Olivier Strelli respire. Mercredi, les créanciers de Nissim SA, (du prénom de son fondateur Nissim Israël, 63 ans, alias Olivier Strelli), la société qui exploite la célèbre griffe ont accepté le plan de réorganisation judiciaire présenté devant le Tribunal de Commerce de Bruxelles.

La teneur de ce plan n’a pas été divulguée, le juge devant encore l’homologuer formellement. Ce qui devrait être fait le 27 octobre, date de la fin du sursis. Selon un avocat spécialisé dans les faillites, il est extrêmement rare qu’un juge refuse ce que des créanciers ont accepté.

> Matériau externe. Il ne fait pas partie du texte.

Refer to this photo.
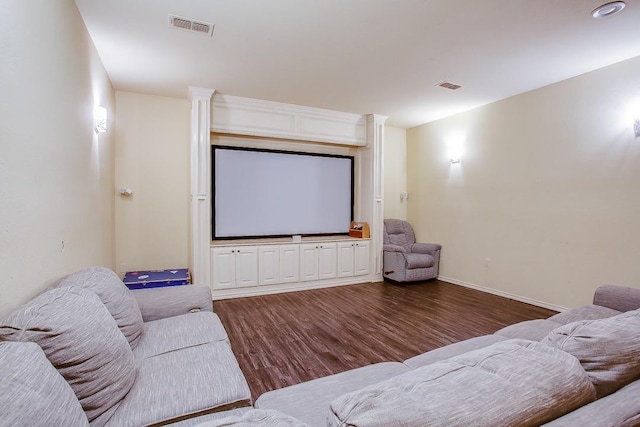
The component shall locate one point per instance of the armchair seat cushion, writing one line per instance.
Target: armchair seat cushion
(405, 260)
(419, 261)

Au printemps dernier, la société créée voici 35 ans par le couturier belge vedette (il a notamment habillé la princesse Mathilde, les Rolling Stones et Zinédine Zidane), avait opté pour cette procédure, le temps de remettre de l’ordre dans sa trésorerie et de présenter un plan d’apurement à ses créanciers.

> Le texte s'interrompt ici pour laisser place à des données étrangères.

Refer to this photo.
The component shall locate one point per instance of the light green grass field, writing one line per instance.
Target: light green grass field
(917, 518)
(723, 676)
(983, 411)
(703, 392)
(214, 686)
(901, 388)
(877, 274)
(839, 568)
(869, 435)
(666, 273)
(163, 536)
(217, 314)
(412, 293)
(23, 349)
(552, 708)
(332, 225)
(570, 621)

Olivier Strelli sort en effet de deux années financièrement très délicates. Le chiffre d’affaires est passé de 14 millions d’euros en 2007 à 11,6 millions en 2009. L’an dernier, la société a affiché une perte d’exploitation de 3,4 millions et une perte nette de près de 2,7 millions. Quant aux dettes, elles ont presque quadruplé en un an, passant de 2,8 à 10,6 millions d’euros.

Déception française

En cause principalement: des investissements hasardeux en France, avalisés par le holding français Ever Capital qui, voici bientôt deux ans, a repris la société. En 2009, au plus fort de la crise, Olivier Strelli avait en effet acquis une vingtaine de boutiques de l’enseigne Formes en France pour les rebaptiser à sa marque. Seulement voilà: la sauce n’a jamais pris, les prix étaient trop élevés et la crise a plombé l’opération. Chez Olivier Strelli, on reconnaît que "le timing n’était sans doute pas le meilleur dans un marché du prêt à porter fort touché par la récession".

Croissance trop rapide

Interrogé récemment par le magazine "Fashion Daily News", le patron d’Ever Capital, Jacques Lévy, expliquait que "les financiers de l’époque ont soutenu une croissance organique trop rapide. En même temps, nous avons conduit des chantiers informatiques et logistiques qui n’ont pas été correctement mis en place. A cela, vous rajoutez le phénomène de la crise et la perte d’un grand nombre de nos distributeurs multimarques". Exit donc le directeur général Alain Moreau et la vingtaine de magasins acquis en 2009. En juin dernier, ils ont été revendus au groupe français Sud Express.

Aujourd’hui, le réseau Olivier Strelli, qui emploie une soixantaine de personnes, compte 14 magasins en propre et 5 en franchise en Belgique ainsi que 4 boutiques en France (2 à Paris et 2 à Saint-Tropez). Aux 11,6 millions d’euros de chiffre d’affaires réalisés l’an dernier, il faut en ajouter une trentaine générée par une kyrielle de licences (chaussures, maroquinerie, parfums, agendas, montres, literie, linge…).

Malgré ses soucis financiers, Olivier Strelli, qui a encore un rôle de consultance dans la société tout en gérant les licences, n’a semble-t-il rien perdu de son aura créatrice. Début octobre, il a ainsi présenté en grande pompe les nouveaux uniformes des agents de la SNCB.